Busy sales, business development and marketing professionals are interested in using LinkedIn to fill the top of their funnels. That’s a good thing, because the professional network is a good way to do just that… if done correctly and with the proper strategies, of course.
Did you know that you can not only use it concurrently with your entire sales process, but you can even use LinkedIn as a replacement for a customer-relationship management (CRM) system? That’s just how powerful LinkedIn can be as a “partner,” if you will, to your established sales strategy.
I’ll get into the CRM angle later in this post. Meantime, using it at each stage takes strategy and time, but it can be (and often is!) very successful. My list should make the process easier to integrate into your sales strategy.
There’s all different kinds of ways to prospect at all different levels. LinkedIn can play a key role at every level. The most powerful and proprietary feature of LinkedIn is its database that you have access to through your network. It’s your dream to identify who in your network knows your prospect, right? Well, consider this dream fulfilled. Through Company Search, Advanced Searches and searching a specific connection’s connections, LinkedIn is a hotbed for referrals and introductions.

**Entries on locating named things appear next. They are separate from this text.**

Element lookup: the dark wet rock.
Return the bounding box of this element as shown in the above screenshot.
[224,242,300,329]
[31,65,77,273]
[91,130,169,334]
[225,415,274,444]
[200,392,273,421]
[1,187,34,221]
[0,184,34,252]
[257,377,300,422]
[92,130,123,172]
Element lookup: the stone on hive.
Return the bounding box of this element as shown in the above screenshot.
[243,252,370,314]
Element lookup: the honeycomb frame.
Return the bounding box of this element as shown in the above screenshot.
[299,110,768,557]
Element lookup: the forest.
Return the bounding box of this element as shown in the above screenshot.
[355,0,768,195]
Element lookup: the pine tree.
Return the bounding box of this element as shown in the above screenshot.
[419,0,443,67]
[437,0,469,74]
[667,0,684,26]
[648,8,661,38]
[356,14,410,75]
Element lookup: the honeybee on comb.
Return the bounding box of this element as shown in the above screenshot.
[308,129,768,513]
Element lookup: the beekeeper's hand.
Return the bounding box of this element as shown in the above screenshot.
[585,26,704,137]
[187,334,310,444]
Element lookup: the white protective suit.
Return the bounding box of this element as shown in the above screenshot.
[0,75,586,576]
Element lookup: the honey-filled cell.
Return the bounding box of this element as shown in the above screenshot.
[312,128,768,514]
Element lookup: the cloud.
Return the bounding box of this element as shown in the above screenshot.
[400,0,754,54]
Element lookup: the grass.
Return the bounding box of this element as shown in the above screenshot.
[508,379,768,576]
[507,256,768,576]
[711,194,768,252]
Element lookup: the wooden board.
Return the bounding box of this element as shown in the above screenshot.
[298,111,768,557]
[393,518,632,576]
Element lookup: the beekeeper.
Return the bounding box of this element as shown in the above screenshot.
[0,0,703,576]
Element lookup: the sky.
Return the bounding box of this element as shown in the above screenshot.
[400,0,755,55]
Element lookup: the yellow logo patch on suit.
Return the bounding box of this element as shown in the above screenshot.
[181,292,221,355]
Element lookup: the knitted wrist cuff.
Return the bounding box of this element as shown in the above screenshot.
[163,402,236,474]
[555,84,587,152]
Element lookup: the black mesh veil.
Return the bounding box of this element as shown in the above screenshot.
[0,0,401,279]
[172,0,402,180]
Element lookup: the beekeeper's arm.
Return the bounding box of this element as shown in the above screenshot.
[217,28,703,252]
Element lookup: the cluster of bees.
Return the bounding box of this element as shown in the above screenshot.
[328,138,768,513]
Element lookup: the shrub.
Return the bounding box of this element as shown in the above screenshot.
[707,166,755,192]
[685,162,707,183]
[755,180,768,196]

In addition, through LinkedIn’s publishing platform, everyone has the ability to both post engaging content and share it with key decision makers through group messages. There isn’t an easier more effective way to get on your prospects’ radar as a thought leader in their professional world. You can be subject matter expert that they respect and will ultimately buy from.
First Meeting Preparation
Learning as much as you can about your prospect before meeting them can help give you an edge. You know that, of course. But did you know using LinkedIn for research can tilt the playing field in your direction? You can obtain the full background of not only on your prospect, but on many of the other decision makers and influencers prior to your meeting. You can also learn what the company’s initiatives are, and what they are sharing and talking about from both the personal and company page activities. Additionally, you can quickly research their industry and competitors and compile insights based on what is happening right now in their world.
Here’s a bonus that LinkedIn provides you. When you are on your prospects profile, look on the right hand side for a list of people similar to your prospect as well as “People Also Viewed”. This is a great way to quickly find both others in their company and their competitors. Similar intelligence is available on Company Pages as well.
During Your First Call
Now it’s time to use what you’ve learned during your first meeting prep work. But you’re not quite done yet. With a quick advanced search. you can find former co-workers and decision makers at your prospect company. This is a key area that will help start a meeting and the sales process with an powerful edge.
With all of that knowledge, you can tailor your questions to discover what they have and need prior to your first meeting. Gone are the days when you needed to depend on a predetermined checklist of questions to which we need answers to make the sale. You should probably keep that list handy, though, just in case you’re not able to get all of your answers through your research.
When it comes time to dust off the ol’ the Powerpoint for the formal sales pitch and presentation, we can leverage our recommendations and client case studies we have in our LinkedIn profiles. Because these are examples of our clients speaking for us, we have more credibility than ever during the presentation; credibility we couldn’t offer on our own. Don’t know how to do this? Let’s talk! (Look for the offer for a free consultation at the end of this post.)
This goes back to the pre-call planning you did for your first meeting. If we prepared well for that stage, we’ve connected with past employees and learned many of the objections the prospect have before we ever hear them. This intelligence can be insightful, which means you’ll be armed and ready with an effective objection-handling moment. You can even handle the objection before they ever get to say it!
Close It Like a Garage Door
This isn’t really a strategy; it’s more of an end result. Because you’ve used LinkedIn throughout your sales process, closing the customer should ideally be easier. After all, when salespeople come in from a referral (in this case, a LinkedIn referral), they’re already a more trusted resource to the prospect. Can you get that from a typical cold call? What’s more, because your referral source likely presented you to the prospect as highly recommended, that person may not even shop your products or services to other vendors.
Once you’ve turned prospects into happy clients, use LinkedIn to get some referrals from them. Go into their connections list and identify the people they know who you want to meet. Then ask for introductions.
You should utilize your CRM software tool if you have access to one. If you don’t have one, though, here’s a tip: You can use LinkedIn’s Tagging feature to track where you are in the sales process with each prospect. (Not sure how to do this? My Official LinkedIn Partner-in-Crime Brynne Tillman shows you how to use LinkedIn tags here.)
LinkedIn is a great tool for the entire sales process, not just filling the top of the proverbial funnel with leads. Use it well and with these strategies in mind, and you’ll see more success than you had without using it.